Continued resilience expected in Q4
During the first nine months of the year, Marimekko’s net sales increased by 5%, with domestic sales up by ~3% and international sales growing by ~8%. International growth was broader than expected, with Europe and Scandinavia showing particularly strong growth of 26% and 15%, respectively, while APAC, the anticipated main growth engine, posted roughly flat sales. In the Q3 note, the full-year outlook for APAC was lowered, with sales now expected to be in line with or slightly above the previous year’s level. Ahead of the Q4 report, we note no material changes in overall market conditions, although Finnish retail trade data showed slight improvement toward year-end. Overall, we expect Marimekko to continue demonstrating resilience in its Q4 results.

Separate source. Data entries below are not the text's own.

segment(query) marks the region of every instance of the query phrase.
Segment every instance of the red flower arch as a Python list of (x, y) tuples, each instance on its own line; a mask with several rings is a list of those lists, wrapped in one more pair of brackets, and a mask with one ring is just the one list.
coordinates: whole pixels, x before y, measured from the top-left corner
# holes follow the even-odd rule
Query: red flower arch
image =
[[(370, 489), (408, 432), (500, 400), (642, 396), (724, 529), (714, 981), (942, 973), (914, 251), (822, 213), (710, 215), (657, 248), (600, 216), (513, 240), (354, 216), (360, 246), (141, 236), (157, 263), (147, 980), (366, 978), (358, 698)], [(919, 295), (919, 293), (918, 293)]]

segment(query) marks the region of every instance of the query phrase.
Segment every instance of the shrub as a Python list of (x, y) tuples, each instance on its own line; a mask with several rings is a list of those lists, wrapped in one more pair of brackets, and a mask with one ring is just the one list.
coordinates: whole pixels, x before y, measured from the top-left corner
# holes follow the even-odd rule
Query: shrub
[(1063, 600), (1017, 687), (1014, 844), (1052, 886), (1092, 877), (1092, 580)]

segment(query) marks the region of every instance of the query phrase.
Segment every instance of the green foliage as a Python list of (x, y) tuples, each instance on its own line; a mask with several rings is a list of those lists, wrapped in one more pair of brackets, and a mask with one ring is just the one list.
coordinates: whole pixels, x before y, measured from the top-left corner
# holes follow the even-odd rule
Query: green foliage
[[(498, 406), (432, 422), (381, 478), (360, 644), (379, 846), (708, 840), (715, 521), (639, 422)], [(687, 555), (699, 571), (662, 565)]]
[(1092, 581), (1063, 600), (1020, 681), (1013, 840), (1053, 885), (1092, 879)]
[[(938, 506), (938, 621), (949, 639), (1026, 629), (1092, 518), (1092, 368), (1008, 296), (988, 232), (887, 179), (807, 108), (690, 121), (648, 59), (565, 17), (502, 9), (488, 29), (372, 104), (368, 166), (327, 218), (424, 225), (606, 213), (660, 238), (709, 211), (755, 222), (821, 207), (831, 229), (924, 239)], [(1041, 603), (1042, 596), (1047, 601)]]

Expecting growth across the board
We anticipate growth across regions in Q4. In Finland, we expect sales to have grown ~4%, as wholesale sales should continue to benefit from non-recurring promotional deliveries weighted toward H2 last year, though the largest impact likely occurred in Q3. We project international growth of ~9% in Q4, driven by continued momentum in Europe and Scandinavia, the Paris and Hong Kong flagship openings, and anticipated net store increases in APAC through the loose-franchise model. We expect profitability to have improved slightly, despite a modest increase in OPEX, driven by higher volumes and a stronger gross margin. Gross margin should improve slightly from last year’s comparison figures, which were impacted by elevated logistics costs, partly offset by lower high-margin licensing income this year. After minor changes, we estimate Q4 net sales of EUR 57.2m (+6% y/y) and adj. EBIT margin of 18.0% (Q4’24: 17.1%). We expect a dividend proposal of EUR 0.41 per share, with no extraordinary dividend despite a strong balance sheet. In addition to the results, our attention is on the outlook for 2026. We expect the 2026 guidance to align with last year's and will be watching for any updates on outlook and strategic priorities.
ACCUMULATE with a TP of EUR 14.0
Following minor estimate revisions, we maintain our TP of EUR 14.0 and ACCUMULATE rating. Marimekko currently trades at EV/EBIT of 16–14x and P/E of 21–18x on our estimates for 2025-26E, representing a modest discount to our combined premium and luxury goods peer group.